ELLSWORTH — The Hancock County Habitat for Humanity ReStore will close its doors in August after a decade in the city.
“Despite significant effort, it has proven a challenge to make the Ellsworth Habitat ReStore location successful,” said Executive Director Kelley Ellsworth in a press release.
“Not being immune to the challenges which other small businesses face in this economy, as we approached our 11th year, with expenses rising and in-demand [donated] inventory unpredictable,” said Ellsworth, “the affiliate’s board of directors reached a consensus to close the ReStore, relocate our business office and redirect our energies in new ways to accomplish our mission of helping our neighbors improve their living conditions.”
The store first opened on High Street in 2009 and moved to its current location on the Downeast Highway in 2012.
Other ReStore locations will stay open, according to the release, and efforts are underway in Belfast to build a store and office for the Waldo County Habitat affiliate.
Habitat for Humanity is an international organization that aims to provide affordable housing, particularly for low-income residents, by building and renovating homes.
Anyone can apply to be a Habitat homeowner, according to the organization’s website, but applicants must be willing to “partner” with Habitat, either helping to build their own home or that of another family.
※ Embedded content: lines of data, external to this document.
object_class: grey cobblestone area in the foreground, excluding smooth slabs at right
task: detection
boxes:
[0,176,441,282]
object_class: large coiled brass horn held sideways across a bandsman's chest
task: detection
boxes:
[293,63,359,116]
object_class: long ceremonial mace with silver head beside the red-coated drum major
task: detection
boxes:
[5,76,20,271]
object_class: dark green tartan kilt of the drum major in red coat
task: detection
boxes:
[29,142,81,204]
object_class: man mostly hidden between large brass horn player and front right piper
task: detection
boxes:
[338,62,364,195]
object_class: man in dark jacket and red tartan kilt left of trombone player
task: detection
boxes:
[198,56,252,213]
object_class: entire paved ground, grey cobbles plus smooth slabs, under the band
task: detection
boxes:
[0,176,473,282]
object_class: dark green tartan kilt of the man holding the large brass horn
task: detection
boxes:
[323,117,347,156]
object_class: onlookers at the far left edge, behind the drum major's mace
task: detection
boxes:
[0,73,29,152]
Applicants must also pay “an affordable mortgage.” Mortgage payments are “cycled back into the community to help build additional Habitat houses.”
Ellsworth said that “there is often a misconception that local Habitats are supported by Habitat for Humanity International.”
But each local affiliate is independently owned, said Ellsworth, and is responsible for raising money for operating costs and building project funds. Habitat came up with the ReStore concept of selling new and gently used donated items as a way for local affiliates to raise money.
“Despite providing a valuable public resource for affordable home improvement materials, the selling of goods is not the primary goal of Habitat,” Ellsworth said. “ReStores across the country are run for the purpose of supporting the mission of building homes, not as a service in and of itself.”
Despite the store closing, “There remains a continued need for services like the ones Habitat provides in the county,” Ellsworth said. “Rental costs continue to outpace increases in wages, housing stock is scarce and homeownership is increasingly out of reach for local individuals and families.”
Maine’s eight Habitat affiliates, Ellsworth continued, “are a small but important part of the puzzle addressing the need for affordable housing in the state.”
The store is slated to close on Aug. 17. Progressively discounted sales will start in July. Scheduled donation pick-ups will cease in early August.
The store will only take donations for items that “typically move quickly this time of year,” said Ellsworth, which includes furniture, appliances, full cabinet sets, exterior doors and double pane windows. More details and updates will be posted on the affiliate’s Facebook page and on the website, hancockcountyhabitat.org.
Longtime board member Bill Zildjian said in the release: “We are extremely proud of all that we have accomplished over the years in partnership with members of the community, and we could not be more grateful for those who have believed in our vision and supported our mission by shopping, donating and volunteering at our ReStore.
“As this door closes, we look forward with anticipation to the completion of our latest new home build project in Franklin and to continuing to partner with you to provide local housing solutions which transform lives.”